O trabalho de Moraleida é marcado por fortes críticas sociais, políticas, comportamentais e ao mundo da arte, com pinturas expressivas, iconoclastas, com forte teor emocional. Realizou em poucos anos diversas séries temáticas, numa proteica, indigesta e grandiosa narrativa, onde não faltam alusões e homenagens explícitas a autores com Gilles Deleuze e artistas como Arthur Bispo do Rosário. A seguir, uma conversa com os pais de Pedro sobre vários temas — infância e formação, obras, a morte precoce e dos protestos contra a exposição.

O menino

Nilcéa Moraleida: Ele desenhou sempre e muito, aproveitando o que tinha na geração dos 80/90, por exemplo, com relação as histórias em quadrinhos, influenciado sobretudo por Angeli e Laerte, pela revista Mad e pelo Pasquim. Pedro fazia histórias meio surrealistas em torno dos 11, 12 anos. Criava heróis retirados de objetos do cotidiano, como a “Escova de dentes assassina”, reflexo dos filmes da época que autonomizavam objetos domésticos. Outra característica era a visão de inventário. Filho único, passava muito tempo lendo e fazendo grandes catalogações biológicas, desenhando protozoários, seres microscópicos, povoando coleções com formas que tangenciam o desenho abstrato, como um mundo infra-humano.

Luiz Bernardes: Quando ele começou a fazer as próprias histórias, desenvolveu aventuras no estilo TimTim e outras ligadas à música. As séries eram divertidas como a banda de música que cantava no banheiro — “Os Pimentões“, a “Revolução da geração Mickey Mouse”, e uma figura que ele chamava de “O Moraleida”, uma espécie de alterego que entrava nas aventuras junto a personagens curiosos como o “Caralho a quatro”. E desde pequeno arriscou a fazer poemas e mais tarde a compor trilhas sonoras. Como adorava bichos pré-históricos ganhou uma coleção de livros sobre o tema e quando nos demos conta ele tinha aprendido a ler praticamente sozinho, desenhando os bichos alguns com nome científico e vulgar.

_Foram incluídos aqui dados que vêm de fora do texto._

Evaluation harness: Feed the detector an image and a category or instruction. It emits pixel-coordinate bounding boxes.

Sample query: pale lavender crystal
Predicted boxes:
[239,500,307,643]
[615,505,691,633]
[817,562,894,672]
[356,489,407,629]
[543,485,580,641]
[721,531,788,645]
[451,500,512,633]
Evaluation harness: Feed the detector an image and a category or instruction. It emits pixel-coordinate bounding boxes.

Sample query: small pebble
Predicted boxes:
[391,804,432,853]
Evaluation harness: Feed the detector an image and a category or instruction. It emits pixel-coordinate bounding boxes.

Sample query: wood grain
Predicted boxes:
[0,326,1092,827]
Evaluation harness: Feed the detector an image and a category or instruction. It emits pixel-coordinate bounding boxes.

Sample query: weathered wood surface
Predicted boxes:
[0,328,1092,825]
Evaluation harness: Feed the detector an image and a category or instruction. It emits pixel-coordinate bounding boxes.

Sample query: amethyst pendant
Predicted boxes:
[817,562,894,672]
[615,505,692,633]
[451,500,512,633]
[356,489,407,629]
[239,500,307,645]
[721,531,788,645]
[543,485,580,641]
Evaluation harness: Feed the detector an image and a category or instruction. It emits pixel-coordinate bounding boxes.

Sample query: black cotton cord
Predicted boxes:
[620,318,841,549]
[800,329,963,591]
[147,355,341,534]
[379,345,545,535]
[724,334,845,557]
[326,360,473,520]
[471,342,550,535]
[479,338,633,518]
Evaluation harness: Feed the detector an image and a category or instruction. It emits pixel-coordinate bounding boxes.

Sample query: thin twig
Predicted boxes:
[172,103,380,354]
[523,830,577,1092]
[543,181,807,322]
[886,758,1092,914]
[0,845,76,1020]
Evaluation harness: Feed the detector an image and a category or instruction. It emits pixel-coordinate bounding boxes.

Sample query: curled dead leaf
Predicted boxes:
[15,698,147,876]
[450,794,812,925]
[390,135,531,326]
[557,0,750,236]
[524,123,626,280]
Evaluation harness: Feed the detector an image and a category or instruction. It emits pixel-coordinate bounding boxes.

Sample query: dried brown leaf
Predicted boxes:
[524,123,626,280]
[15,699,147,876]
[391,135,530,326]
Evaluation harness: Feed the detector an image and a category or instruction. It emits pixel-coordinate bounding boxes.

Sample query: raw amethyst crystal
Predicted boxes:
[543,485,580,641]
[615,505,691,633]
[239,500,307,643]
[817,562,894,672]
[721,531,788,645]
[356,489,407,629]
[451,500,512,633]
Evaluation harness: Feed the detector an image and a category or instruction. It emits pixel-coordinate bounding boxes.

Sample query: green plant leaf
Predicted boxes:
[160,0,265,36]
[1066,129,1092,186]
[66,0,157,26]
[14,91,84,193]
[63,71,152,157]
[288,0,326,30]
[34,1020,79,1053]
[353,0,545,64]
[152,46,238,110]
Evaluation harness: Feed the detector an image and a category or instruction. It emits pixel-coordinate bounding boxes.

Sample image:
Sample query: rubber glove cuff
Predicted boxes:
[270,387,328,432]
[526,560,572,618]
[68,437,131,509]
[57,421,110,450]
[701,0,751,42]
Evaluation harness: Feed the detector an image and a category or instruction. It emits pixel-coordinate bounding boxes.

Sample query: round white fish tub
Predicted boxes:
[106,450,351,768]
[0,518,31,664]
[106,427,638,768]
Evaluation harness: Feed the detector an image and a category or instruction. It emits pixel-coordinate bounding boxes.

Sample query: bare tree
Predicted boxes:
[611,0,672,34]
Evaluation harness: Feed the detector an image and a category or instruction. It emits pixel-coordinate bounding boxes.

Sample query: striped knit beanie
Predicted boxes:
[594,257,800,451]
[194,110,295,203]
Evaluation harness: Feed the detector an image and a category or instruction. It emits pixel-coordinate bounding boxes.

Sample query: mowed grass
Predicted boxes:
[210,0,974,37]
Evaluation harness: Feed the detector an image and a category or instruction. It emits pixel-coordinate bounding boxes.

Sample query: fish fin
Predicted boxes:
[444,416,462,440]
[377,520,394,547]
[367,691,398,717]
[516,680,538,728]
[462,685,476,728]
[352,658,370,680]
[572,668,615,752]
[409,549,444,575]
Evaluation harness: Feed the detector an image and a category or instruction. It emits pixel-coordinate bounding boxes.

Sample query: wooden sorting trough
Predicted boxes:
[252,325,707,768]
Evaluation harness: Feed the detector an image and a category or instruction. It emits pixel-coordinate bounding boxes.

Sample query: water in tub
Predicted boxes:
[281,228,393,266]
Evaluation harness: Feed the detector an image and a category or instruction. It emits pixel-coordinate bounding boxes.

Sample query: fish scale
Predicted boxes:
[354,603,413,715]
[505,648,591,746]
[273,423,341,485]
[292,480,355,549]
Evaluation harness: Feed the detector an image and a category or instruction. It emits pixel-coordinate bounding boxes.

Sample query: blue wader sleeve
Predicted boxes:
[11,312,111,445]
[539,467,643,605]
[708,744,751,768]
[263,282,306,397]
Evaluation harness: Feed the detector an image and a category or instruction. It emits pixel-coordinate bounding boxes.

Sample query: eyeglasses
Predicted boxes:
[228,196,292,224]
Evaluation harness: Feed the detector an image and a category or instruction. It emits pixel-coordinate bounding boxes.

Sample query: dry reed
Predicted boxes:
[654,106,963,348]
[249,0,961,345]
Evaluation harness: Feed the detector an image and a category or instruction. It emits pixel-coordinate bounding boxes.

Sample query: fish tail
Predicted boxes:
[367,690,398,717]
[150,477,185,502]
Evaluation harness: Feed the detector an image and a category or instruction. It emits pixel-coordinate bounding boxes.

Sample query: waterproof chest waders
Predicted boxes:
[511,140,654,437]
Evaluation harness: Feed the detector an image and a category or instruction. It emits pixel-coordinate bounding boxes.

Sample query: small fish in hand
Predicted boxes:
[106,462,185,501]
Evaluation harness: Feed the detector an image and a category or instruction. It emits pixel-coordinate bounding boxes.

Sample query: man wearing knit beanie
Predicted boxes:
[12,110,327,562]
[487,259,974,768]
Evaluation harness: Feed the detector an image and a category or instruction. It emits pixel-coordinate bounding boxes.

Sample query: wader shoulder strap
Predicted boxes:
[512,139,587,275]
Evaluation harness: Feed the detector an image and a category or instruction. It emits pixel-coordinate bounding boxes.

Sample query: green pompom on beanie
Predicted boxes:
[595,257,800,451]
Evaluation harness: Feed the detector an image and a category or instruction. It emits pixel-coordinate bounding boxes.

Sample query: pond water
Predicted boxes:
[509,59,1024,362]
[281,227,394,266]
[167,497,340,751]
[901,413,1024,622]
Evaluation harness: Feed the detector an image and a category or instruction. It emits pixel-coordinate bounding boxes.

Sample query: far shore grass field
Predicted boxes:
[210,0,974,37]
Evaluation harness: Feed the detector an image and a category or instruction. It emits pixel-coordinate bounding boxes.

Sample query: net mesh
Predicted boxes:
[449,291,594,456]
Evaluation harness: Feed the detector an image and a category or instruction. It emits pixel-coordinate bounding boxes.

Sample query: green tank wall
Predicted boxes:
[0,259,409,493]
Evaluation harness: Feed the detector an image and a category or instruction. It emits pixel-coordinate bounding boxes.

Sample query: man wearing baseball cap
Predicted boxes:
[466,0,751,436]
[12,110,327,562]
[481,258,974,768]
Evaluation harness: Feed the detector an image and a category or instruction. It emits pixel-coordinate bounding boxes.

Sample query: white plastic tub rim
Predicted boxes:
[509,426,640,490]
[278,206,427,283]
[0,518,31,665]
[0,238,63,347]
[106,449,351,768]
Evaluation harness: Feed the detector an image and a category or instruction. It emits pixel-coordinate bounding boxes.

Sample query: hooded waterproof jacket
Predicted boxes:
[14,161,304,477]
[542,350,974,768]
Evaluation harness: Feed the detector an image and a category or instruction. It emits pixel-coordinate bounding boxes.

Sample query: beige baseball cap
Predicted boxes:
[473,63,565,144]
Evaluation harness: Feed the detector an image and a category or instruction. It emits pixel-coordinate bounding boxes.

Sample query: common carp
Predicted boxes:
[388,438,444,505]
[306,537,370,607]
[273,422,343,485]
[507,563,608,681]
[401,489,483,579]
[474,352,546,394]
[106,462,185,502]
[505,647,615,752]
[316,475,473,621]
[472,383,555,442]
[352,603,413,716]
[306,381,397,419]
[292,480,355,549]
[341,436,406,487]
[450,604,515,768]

N.M.: Pedro desenvolveu uma relação muito forte com a música eletrônica alemã mais radical. Preparava fitas cassete que dava para as meninas — era uma espécie de educação musical arrojada, com muito Jimi Hendrix, e sempre pesquisando outras linguagens musicais.

L.B.: Volta e meia a gente ia a São Paulo levá-lo à loja Baratos Afins. Ele também pedia discos pelo correio, assim foi absorvendo e se inspirando na cultura independente da época. E, como disse a museóloga, diretora do setor de artes plásticas do Palácio das Artes na época de sua primeira exposição, Maria Inês Coutinho, naquele momento em que predominavam as instalações, apareceu alguém que desenha e pinta e que não se pode dizer que não seja contemporâneo.

Post Mortem

L.B.: O Pedro morreu 15 dias depois de completar 22 anos, um artista que não teve a oportunidade de desenvolver e amadurecer o seu trabalho, e que, ao que tudo demonstra, tinha um talento enorme e instrumental cultural suficiente para fazer as costuras necessárias para processar, compreender e propor saídas para os dilemas contemporâneos. Ele não teve tempo nem de terminar o curso de Belas Artes, mas desenvolveu uma atividade intensa pintando, desenhando, fazendo música e literatura. Viveu sob o signo da urgência, com um sentido apurado do que é essencial, não estava aqui para perder tempo. Ele se opunha à idéia recorrente de que a pintura e o desenho nas artes plásticas tinham morrido, numa época em que predominavam as instalações e as novas técnicas. Contestava a suposição de que a arte tinha que ser neutra em relação aos impasses sociais. Ele não realizou uma arte comportada, no conteúdo ou na forma. E através de uma técnica própria que misturou pintura com desenho e literatura, foi construindo um trabalho perturbador, radical, típico dos momentos em que a humanidade passa por períodos de grande tensão, talvez preparando-se para dar passos mais largos. Após a sua morte, um grupo de amigos fez uma espécie de curadoria, uns na parte de literatura, outros na música, no desenho e na pintura e foram identificando e percebendo um trabalho vigoroso e inovador.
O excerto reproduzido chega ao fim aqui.